Data from Teschke et al., Route Infrastructure and the Risk of Injuries to Bicyclists, Table 4, descriptions modified, *P less than .05
The Atlantic's Cities blog has a decent summary of a recent paper aimed at determining the impact of various kinds of cycling infrastructure on injury rates. Among the study's conclusion is that bike lanes significantly reduce the rate at which cyclists are injured.
Terminology & Denver's Paths
At the outset, I should note that study's terminology doesn't match up well with how we in Denver refer to things. According to the study's definitions, the Cherry Creek and Platte Greenways are "multiuse" paths ("meant for nonmotorized use by pedestrians, cyclists, skaters and others, either alongside city streets or away from city streets") not "bike paths."

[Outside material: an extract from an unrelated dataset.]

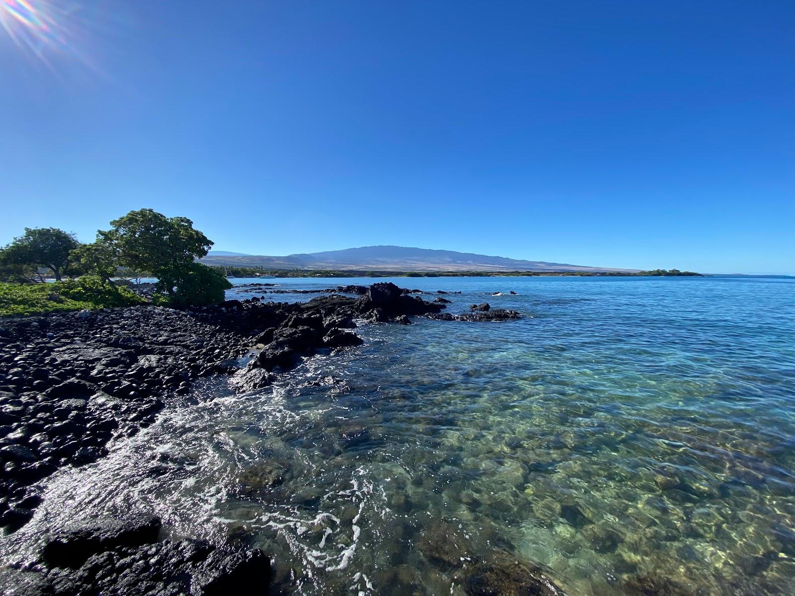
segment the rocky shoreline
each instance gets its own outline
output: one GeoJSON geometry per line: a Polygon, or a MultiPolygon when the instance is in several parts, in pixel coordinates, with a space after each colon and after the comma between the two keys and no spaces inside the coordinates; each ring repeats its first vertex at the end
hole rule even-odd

I'm not sure how the study would classify Denver's designated sidewalk/bike routes. Those monstrosities fit both the definitions of sidewalk ("paved path meant for pedestrian use, either alongside city streets or away from streets") and multiuse path. (As far as I know, we don't have any "bicycle-only paths" in Denver.)
Multi-Use Paths Are (Relatively) Unsafe
The study's results are interesting for several reasons. First, in terms of safety, multi-use paths are less safe than everything except sidewalks and major streets with parked cars and no bike infrastructure.
That probably surprises a lot of planners. Multi-use paths are assumed to be the safest place for cyclists to be.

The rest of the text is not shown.